Al 27 giugno, Massimiliano Allegri risulta ancora legato contrattualmente al Milan. L’allenatore è coinvolto in una disputa riguardante la sua buonuscita, una questione legata a date, accordi e presunti trattamenti scorretti, con un focus primario sulle cifre economiche. Nonostante le trattative in corso tra i legali, ogni settimana viene indicata dai media come quella decisiva per la sua separazione dal club rossonero e il conseguente approdo al Napoli. Tuttavia, le dinamiche reali del calciomercato sembrano seguire percorsi differenti rispetto a quanto riportato dalla stampa, come dimostrato da operazioni inattese come quella di Gonçalo Ramos o Palestra al Chelsea, mentre l’Inter appariva come protagonista assoluta delle trattative.
La situazione di Allegri con il Milan si protrae senza una risoluzione. Il club rossonero, dal canto suo, non è rimasto inattivo: ha nominato un nuovo tecnico, il portoghese Amorim, ha ingaggiato il centravanti Gonçalo Ramos e ha liberato Corradi insieme al preparatore dei portieri. In aggiunta, Cardinale ha espresso pubblicamente una critica nei confronti del tecnico livornese, affermando tramite un comunicato ufficiale: “Il Milan non giocherà più per non perdere ma per vincere“.
La situazione sta assumendo contorni surreali.
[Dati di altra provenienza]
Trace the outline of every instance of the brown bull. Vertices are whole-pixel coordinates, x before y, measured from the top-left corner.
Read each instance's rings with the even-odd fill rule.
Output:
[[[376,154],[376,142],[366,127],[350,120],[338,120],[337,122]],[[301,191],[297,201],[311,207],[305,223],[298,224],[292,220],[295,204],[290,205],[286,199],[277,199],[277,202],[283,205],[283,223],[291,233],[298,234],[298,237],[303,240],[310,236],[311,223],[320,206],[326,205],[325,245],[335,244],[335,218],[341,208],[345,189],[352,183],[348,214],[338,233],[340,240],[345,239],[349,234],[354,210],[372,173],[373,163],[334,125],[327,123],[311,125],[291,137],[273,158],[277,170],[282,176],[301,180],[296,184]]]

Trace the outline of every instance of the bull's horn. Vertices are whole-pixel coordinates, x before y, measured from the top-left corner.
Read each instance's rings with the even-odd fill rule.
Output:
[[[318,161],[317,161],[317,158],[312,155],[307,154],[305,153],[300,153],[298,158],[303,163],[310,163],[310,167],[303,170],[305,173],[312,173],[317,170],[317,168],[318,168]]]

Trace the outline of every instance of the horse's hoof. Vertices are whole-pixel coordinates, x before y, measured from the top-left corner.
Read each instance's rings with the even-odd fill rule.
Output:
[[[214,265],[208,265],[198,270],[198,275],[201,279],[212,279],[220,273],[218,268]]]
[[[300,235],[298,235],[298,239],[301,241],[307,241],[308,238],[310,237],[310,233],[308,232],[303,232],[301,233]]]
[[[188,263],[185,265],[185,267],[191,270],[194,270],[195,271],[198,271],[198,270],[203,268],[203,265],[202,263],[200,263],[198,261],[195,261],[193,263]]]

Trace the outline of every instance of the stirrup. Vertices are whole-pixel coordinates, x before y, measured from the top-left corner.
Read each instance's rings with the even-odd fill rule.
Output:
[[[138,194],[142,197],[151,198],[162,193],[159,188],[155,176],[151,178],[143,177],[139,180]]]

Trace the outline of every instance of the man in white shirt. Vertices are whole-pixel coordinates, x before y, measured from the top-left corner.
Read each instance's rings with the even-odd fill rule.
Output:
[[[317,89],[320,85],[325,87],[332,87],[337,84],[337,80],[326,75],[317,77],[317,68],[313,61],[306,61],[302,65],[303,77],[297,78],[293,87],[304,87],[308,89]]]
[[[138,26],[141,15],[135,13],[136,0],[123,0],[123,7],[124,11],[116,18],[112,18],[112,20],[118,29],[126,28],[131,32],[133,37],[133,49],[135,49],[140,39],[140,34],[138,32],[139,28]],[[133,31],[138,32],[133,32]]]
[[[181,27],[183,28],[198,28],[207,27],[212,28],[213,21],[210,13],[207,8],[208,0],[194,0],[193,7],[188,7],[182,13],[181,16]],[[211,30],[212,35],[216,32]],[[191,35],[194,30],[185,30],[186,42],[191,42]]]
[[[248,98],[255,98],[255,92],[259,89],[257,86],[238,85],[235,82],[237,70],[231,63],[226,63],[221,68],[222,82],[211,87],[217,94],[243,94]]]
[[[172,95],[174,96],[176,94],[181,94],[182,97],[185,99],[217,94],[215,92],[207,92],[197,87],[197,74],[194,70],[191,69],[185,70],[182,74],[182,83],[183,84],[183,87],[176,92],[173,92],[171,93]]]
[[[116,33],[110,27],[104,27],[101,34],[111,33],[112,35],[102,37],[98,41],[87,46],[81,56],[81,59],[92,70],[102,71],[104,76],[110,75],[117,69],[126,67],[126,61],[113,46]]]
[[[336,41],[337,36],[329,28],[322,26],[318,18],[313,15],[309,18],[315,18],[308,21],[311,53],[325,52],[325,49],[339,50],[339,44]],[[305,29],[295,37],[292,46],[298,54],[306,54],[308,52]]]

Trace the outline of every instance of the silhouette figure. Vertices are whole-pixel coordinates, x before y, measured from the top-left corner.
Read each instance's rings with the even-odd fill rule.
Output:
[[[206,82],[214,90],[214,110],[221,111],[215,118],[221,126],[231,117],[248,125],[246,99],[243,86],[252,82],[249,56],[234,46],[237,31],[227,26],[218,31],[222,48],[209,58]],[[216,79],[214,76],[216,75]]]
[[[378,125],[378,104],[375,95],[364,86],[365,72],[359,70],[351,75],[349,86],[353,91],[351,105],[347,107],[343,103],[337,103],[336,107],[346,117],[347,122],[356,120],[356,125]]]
Sebbene si consideri Allegri un allenatore di primissimo livello e la scelta ideale per il Napoli, la sua permanenza in una trattativa così prolungata solleva interrogativi. Se il tecnico livornese non desidera trasferirsi, il club partenopeo dovrà necessariamente guardare avanti. Il mercato degli allenatori offre diverse alternative, tra cui il ct del Giappone Moriyasu, suggerito come un colpo di risonanza internazionale sia dal punto di vista tecnico che di marketing, o Glasner, tra le altre opzioni.
Secondo quanto riportato dalla Gazzetta dello Sport, il contratto di Allegri con il Milan includerebbe una clausola che gli garantirebbe il diritto alla differenza tra il suo stipendio attuale e quello che percepirà con il suo futuro club, in questo caso il Napoli. In termini pratici, il Milan dovrebbe coprire la differenza tra i 5 milioni netti (che sarebbero saliti a 6 in caso di qualificazione in Champions League) che Allegri percepiva e i 4,5 milioni (più bonus) offerti dal Napoli, comportando un esborso di circa 500mila euro per il club rossonero.
Tuttavia, ad Allegri questa buonuscita non sembrerebbe sufficiente, mentre Cardinale sostiene il contrario. La questione degli stipendi elevati dei professionisti del calcio, in questo contesto, non suscita particolare empatia.
La Gazzetta dello Sport conclude evidenziando come questo stallo non sia vantaggioso per nessuna delle parti. Qualora non si raggiungesse un accordo, il Milan sarebbe tenuto a corrispondere l’intero stipendio dell’ultimo anno di contratto a Max Allegri, il quale rimarrebbe fermo per un’intera stagione, uno scenario non ottimale da nessuna prospettiva.